Era estate. Noi, bambini. Ricordo tante bellissime gite in montagna e allegri pic nic sul greto del torrente. Camminate spedite verso il fondovalle; posavamo lo zaino, via gli scarponi e… in un attimo eravamo con i piedi al fresco nell’acqua cristallina. Poi iniziava il gioco più bello: la costruzione della diga di sassi. I babbi esperti andavano in cerca di graniti dalle forme squadrate e adatte alla costruzione. Il tempo di mangiare il nostro pranzo al sacco, addolcire il primo pomeriggio con frutta secca e quadratini di cioccolato e già eravamo lì a osservare l’acqua che cercava altre strade prima di travolgere la piccola diga e riprendere baldanzosa il suo cammino.
Capita, nel corso dell’esistenza, di trovarsi davanti a uno sbarramento. Un ostacolo imponente che ostruisce il fluire delle energie e del quotidiano. Che blocca i nostri progetti. E a volte, per segreti e incomprensibili meccanismi dell’anima, ne siamo proprio noi gli ingegneri…. La nostra prima reazione? La mente si allerta e, pragmatica, propone schemi e logiche ineccepibili, relegandoci nell’angolo di difficili strategie e alibi dalla potenza logaritmica.

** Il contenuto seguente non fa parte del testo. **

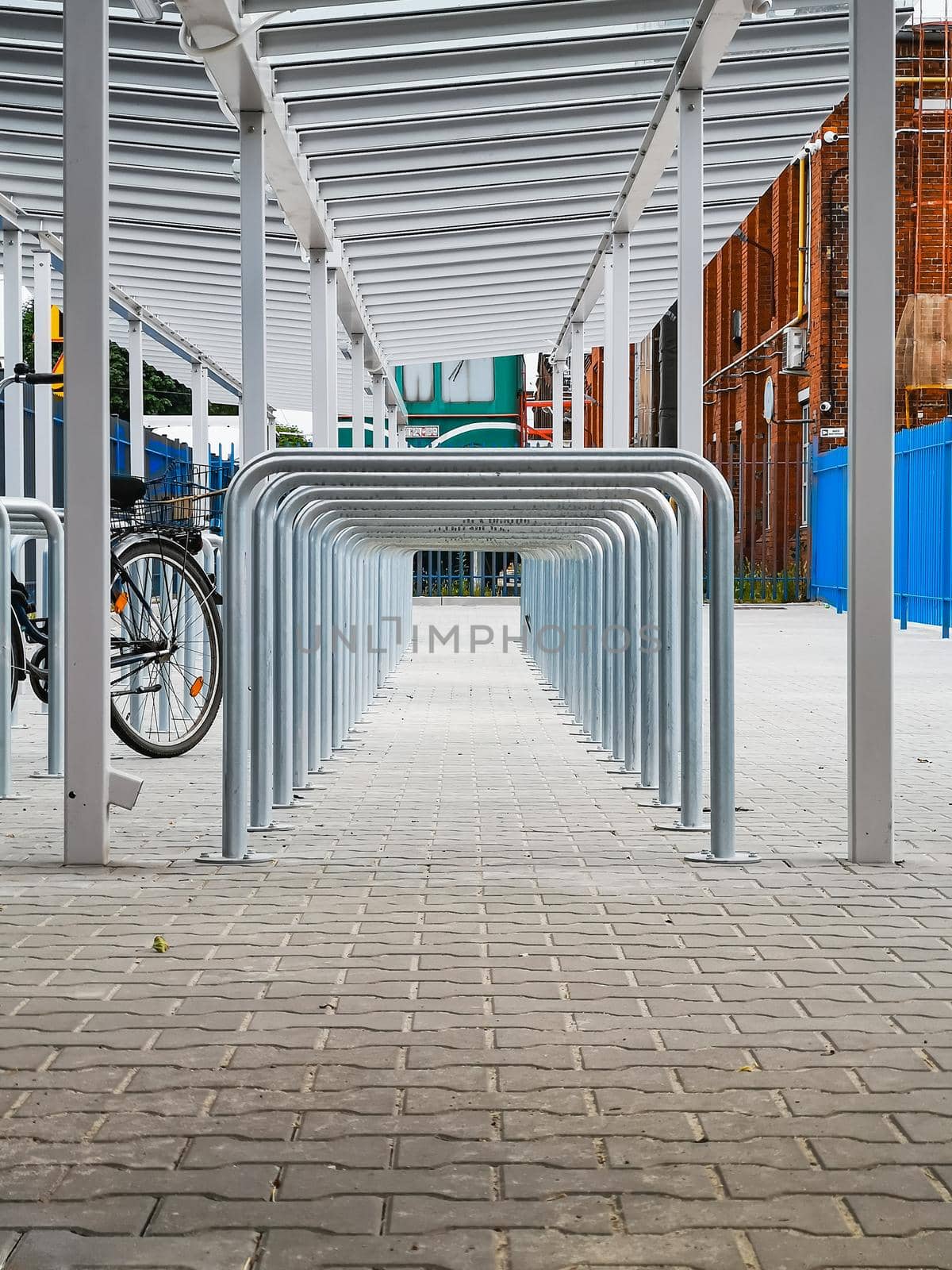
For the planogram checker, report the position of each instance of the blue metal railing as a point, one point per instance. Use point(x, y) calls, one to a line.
point(467, 573)
point(923, 537)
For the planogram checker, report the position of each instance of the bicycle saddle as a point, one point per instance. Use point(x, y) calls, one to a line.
point(125, 492)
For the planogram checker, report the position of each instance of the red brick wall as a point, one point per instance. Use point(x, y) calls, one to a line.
point(738, 277)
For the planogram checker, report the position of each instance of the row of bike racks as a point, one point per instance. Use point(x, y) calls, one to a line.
point(317, 556)
point(21, 520)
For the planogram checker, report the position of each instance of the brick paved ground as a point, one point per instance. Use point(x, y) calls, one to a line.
point(482, 1014)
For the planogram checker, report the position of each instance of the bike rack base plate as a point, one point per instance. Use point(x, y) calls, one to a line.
point(251, 857)
point(708, 857)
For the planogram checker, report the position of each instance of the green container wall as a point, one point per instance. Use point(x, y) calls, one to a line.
point(494, 425)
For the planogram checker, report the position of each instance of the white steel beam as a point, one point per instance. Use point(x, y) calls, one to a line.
point(254, 395)
point(247, 84)
point(708, 41)
point(86, 432)
point(13, 353)
point(558, 404)
point(691, 271)
point(873, 298)
point(577, 370)
point(324, 352)
point(380, 422)
point(359, 406)
point(137, 423)
point(44, 362)
point(617, 317)
point(332, 355)
point(200, 414)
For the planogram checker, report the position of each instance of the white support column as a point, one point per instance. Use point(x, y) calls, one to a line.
point(380, 422)
point(691, 271)
point(86, 432)
point(200, 414)
point(254, 416)
point(608, 355)
point(137, 421)
point(359, 410)
point(333, 353)
point(324, 353)
point(873, 298)
point(13, 353)
point(617, 371)
point(558, 406)
point(42, 361)
point(577, 372)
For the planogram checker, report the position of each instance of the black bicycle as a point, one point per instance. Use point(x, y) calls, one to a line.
point(165, 626)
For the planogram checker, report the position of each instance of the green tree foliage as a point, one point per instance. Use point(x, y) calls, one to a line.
point(162, 393)
point(287, 435)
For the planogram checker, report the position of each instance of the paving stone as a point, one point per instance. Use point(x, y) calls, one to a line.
point(748, 1181)
point(555, 1251)
point(450, 1181)
point(234, 1181)
point(118, 1216)
point(814, 1214)
point(777, 1250)
point(584, 1213)
point(60, 1249)
point(463, 1250)
point(533, 1181)
point(351, 1214)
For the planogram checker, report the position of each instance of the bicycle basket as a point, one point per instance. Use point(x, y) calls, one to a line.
point(179, 499)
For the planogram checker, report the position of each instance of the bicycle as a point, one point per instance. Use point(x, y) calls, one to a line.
point(165, 628)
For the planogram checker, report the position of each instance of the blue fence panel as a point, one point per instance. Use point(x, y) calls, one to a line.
point(923, 537)
point(163, 454)
point(828, 522)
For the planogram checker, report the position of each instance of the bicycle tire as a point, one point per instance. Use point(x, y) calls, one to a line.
point(18, 657)
point(173, 560)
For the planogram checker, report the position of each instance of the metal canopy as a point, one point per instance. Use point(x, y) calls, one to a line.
point(463, 163)
point(175, 194)
point(474, 156)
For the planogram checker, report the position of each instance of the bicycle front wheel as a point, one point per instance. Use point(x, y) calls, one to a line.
point(167, 647)
point(18, 657)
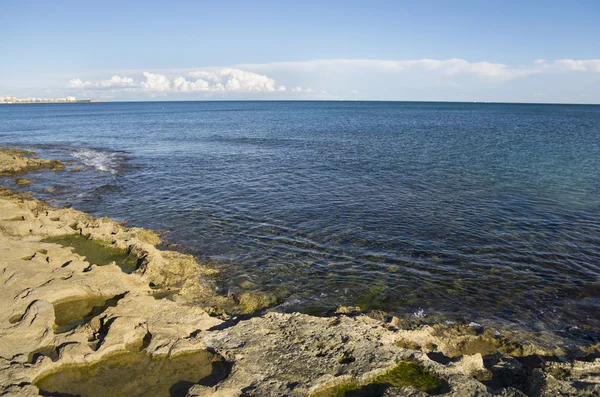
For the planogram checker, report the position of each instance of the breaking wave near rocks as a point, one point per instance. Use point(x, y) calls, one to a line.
point(101, 160)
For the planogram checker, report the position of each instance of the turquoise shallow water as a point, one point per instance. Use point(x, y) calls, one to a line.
point(475, 211)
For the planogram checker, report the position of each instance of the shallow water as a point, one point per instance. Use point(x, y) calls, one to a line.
point(473, 211)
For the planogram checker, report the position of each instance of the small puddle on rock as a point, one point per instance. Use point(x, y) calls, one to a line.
point(136, 374)
point(72, 313)
point(98, 252)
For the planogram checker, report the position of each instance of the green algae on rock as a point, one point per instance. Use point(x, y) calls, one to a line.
point(404, 374)
point(97, 252)
point(138, 374)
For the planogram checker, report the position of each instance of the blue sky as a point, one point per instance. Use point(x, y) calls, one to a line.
point(519, 51)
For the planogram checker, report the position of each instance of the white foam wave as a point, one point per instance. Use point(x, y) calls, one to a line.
point(99, 159)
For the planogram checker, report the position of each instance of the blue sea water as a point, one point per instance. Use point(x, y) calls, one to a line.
point(482, 212)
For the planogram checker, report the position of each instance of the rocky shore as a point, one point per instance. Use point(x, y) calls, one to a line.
point(93, 308)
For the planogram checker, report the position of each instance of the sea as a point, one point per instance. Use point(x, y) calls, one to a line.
point(456, 212)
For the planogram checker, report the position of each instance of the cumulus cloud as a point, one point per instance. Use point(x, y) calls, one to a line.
point(343, 78)
point(115, 81)
point(220, 80)
point(227, 80)
point(300, 89)
point(449, 67)
point(155, 82)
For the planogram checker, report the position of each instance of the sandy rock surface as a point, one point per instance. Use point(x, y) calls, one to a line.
point(72, 326)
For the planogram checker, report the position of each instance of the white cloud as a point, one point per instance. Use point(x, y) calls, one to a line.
point(115, 81)
point(227, 80)
point(449, 67)
point(421, 79)
point(300, 89)
point(155, 82)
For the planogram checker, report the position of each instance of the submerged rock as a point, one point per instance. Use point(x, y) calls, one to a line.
point(74, 323)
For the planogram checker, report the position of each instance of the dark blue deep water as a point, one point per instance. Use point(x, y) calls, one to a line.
point(483, 212)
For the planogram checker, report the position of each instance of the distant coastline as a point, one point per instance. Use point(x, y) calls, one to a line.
point(12, 100)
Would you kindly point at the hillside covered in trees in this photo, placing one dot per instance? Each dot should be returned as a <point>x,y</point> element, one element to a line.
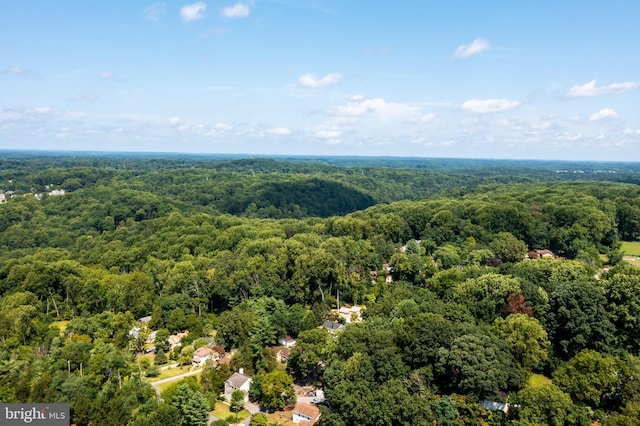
<point>249,250</point>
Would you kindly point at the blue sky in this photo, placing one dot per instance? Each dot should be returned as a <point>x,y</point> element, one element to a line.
<point>449,78</point>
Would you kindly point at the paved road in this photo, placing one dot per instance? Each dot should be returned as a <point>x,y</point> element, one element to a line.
<point>155,385</point>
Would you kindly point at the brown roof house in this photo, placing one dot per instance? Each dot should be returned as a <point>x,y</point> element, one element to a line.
<point>305,414</point>
<point>541,254</point>
<point>237,381</point>
<point>287,342</point>
<point>201,355</point>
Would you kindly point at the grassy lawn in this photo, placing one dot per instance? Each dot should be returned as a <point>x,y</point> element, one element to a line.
<point>222,412</point>
<point>281,418</point>
<point>170,372</point>
<point>60,325</point>
<point>631,248</point>
<point>538,380</point>
<point>145,356</point>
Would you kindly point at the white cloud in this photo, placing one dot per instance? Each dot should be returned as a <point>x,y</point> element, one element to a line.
<point>279,131</point>
<point>85,98</point>
<point>155,11</point>
<point>310,81</point>
<point>590,89</point>
<point>20,72</point>
<point>359,106</point>
<point>604,114</point>
<point>328,133</point>
<point>477,46</point>
<point>238,10</point>
<point>223,126</point>
<point>569,137</point>
<point>482,106</point>
<point>193,12</point>
<point>428,118</point>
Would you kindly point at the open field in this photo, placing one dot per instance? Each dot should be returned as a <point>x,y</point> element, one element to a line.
<point>282,418</point>
<point>538,380</point>
<point>60,325</point>
<point>631,248</point>
<point>222,411</point>
<point>170,372</point>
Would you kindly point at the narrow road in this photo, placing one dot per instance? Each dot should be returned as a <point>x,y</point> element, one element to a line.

Immagina ora la prima goccia che sgorga dalla sorgente pronta a cascare sulla superficie rigida della roccia di granito; se potesse pensare, vivrebbe nel terrore di quella caduta, presagita come una fine rovinosa. Rigida di paura, smetterebbe di fluire, perdendo la sua qualità preziosa, quella della resilienza. E invece no, lei scivola fino sul bordo e poi ‘pluf’, eccola trasformarsi in tantissime piccole entità al contatto con l’ostacolo; così tanto piccole da non sentire l’incontro con la superficie respingente della pietra e addirittura abbracciarla per scivolare oltre. Se dunque la definizione dei confini, il sapersi riconoscere nella propria qualità di analisi e definizione del sé sono valori importanti, lo sono anche la fluidità e la capacità di aderire e fonderci all’esperienza estranea che abbiamo dinanzi.

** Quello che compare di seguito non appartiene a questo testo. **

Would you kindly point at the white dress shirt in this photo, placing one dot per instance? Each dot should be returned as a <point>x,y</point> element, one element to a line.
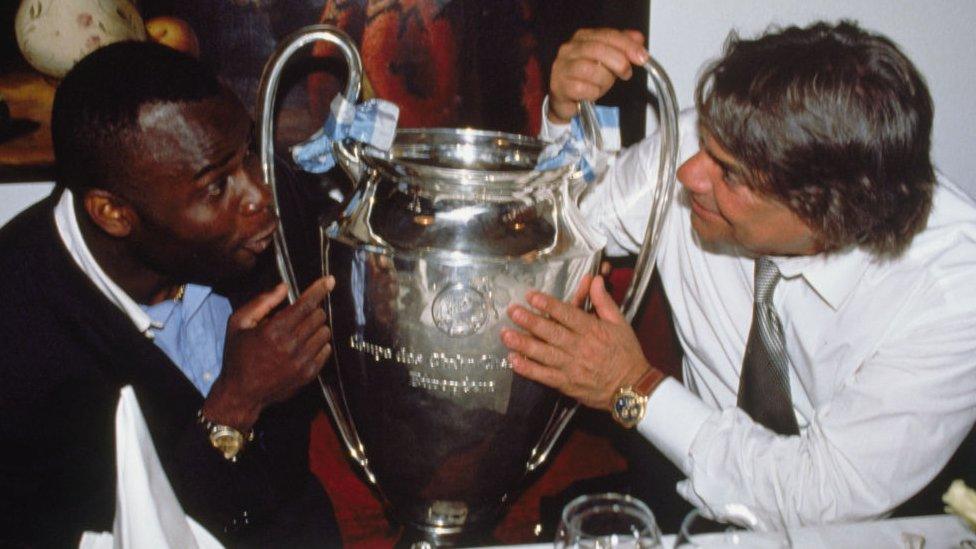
<point>882,358</point>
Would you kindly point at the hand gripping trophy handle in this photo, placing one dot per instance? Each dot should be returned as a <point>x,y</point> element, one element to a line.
<point>661,200</point>
<point>267,93</point>
<point>660,205</point>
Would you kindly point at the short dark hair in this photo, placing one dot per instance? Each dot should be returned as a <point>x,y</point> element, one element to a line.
<point>833,121</point>
<point>96,106</point>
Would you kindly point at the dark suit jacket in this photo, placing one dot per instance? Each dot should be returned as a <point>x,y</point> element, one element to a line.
<point>66,351</point>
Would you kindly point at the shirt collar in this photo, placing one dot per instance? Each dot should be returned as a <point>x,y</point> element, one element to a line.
<point>833,276</point>
<point>70,232</point>
<point>67,222</point>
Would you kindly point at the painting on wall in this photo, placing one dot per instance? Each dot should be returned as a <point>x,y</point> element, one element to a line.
<point>476,63</point>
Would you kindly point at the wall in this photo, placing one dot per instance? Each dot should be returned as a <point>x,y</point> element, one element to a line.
<point>17,196</point>
<point>936,34</point>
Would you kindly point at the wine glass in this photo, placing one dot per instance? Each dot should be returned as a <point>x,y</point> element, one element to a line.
<point>604,521</point>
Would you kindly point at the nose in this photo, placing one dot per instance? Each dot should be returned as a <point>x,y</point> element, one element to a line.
<point>256,195</point>
<point>693,174</point>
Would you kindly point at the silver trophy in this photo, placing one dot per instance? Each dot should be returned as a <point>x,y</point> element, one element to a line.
<point>441,234</point>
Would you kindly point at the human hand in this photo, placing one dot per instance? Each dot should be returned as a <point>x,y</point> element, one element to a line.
<point>588,65</point>
<point>268,359</point>
<point>583,356</point>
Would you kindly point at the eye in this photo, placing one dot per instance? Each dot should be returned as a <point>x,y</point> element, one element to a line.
<point>216,188</point>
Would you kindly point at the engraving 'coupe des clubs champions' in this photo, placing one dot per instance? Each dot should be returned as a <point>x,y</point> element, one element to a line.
<point>443,231</point>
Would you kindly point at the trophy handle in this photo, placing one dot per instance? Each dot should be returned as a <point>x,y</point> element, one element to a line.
<point>663,191</point>
<point>267,91</point>
<point>660,205</point>
<point>560,417</point>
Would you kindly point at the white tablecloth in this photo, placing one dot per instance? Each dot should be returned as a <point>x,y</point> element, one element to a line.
<point>940,532</point>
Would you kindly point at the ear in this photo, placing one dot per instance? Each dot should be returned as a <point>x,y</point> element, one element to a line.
<point>110,212</point>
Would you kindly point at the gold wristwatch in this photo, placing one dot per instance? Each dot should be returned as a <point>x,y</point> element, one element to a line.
<point>226,439</point>
<point>629,404</point>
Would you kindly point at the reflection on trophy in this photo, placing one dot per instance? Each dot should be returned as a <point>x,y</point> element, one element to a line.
<point>443,232</point>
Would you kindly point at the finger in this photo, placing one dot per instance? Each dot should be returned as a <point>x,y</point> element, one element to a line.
<point>310,324</point>
<point>630,43</point>
<point>533,348</point>
<point>311,348</point>
<point>543,328</point>
<point>582,291</point>
<point>566,314</point>
<point>603,303</point>
<point>536,372</point>
<point>323,356</point>
<point>587,82</point>
<point>254,311</point>
<point>306,304</point>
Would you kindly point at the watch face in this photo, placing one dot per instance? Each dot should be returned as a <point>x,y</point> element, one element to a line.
<point>628,409</point>
<point>228,441</point>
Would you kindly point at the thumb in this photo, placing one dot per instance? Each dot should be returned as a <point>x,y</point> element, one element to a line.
<point>580,296</point>
<point>249,315</point>
<point>603,303</point>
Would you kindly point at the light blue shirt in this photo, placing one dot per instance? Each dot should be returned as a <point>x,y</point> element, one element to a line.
<point>191,332</point>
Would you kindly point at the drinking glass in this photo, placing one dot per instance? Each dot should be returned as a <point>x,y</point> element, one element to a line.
<point>699,533</point>
<point>604,521</point>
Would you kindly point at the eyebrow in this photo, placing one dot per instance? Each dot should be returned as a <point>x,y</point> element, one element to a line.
<point>215,166</point>
<point>226,158</point>
<point>734,170</point>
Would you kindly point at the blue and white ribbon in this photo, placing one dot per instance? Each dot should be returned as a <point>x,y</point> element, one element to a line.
<point>570,147</point>
<point>372,122</point>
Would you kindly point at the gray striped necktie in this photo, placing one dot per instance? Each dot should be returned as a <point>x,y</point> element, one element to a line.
<point>764,385</point>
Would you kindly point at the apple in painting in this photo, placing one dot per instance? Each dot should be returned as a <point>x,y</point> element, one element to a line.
<point>173,32</point>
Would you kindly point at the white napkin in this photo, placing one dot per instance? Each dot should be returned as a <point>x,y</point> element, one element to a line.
<point>147,513</point>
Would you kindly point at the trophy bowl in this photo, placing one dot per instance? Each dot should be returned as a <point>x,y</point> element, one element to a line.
<point>443,232</point>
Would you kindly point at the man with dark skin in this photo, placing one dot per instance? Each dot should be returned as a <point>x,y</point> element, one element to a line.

La cosa bella è che siamo composti al 60% da acqua. Cristalli la cui forma, come ha dimostrato lo scienziato giapponese Masaru Emoto, dipende dall’imprinting emozionale cui essa vene sottoposta. I cristalli modificano la propria struttura in relazione dei messaggi che ricevono. Se stimolati con vibrazioni di parole e pensieri positivi, assumono forme preziose; se le vibrazioni e le parole sono negative, essi reagiscono creando strutture amorfe e prive di armonia.
La nostra essenza è come un grande cristallo lucente, capace di fluire e di risuonare con la gioia e la speranza, come le miriadi di molecole che lo compongono. Allora, cara anima, sei pronta a dire un SI incondizionato e fiducioso alla vita e alla spinta evolutiva dei suoi arcani percorsi? Sei pronta a trasformarti nella goccia preziosa e resiliente che scorre per ritrovare la direzione del grande mare?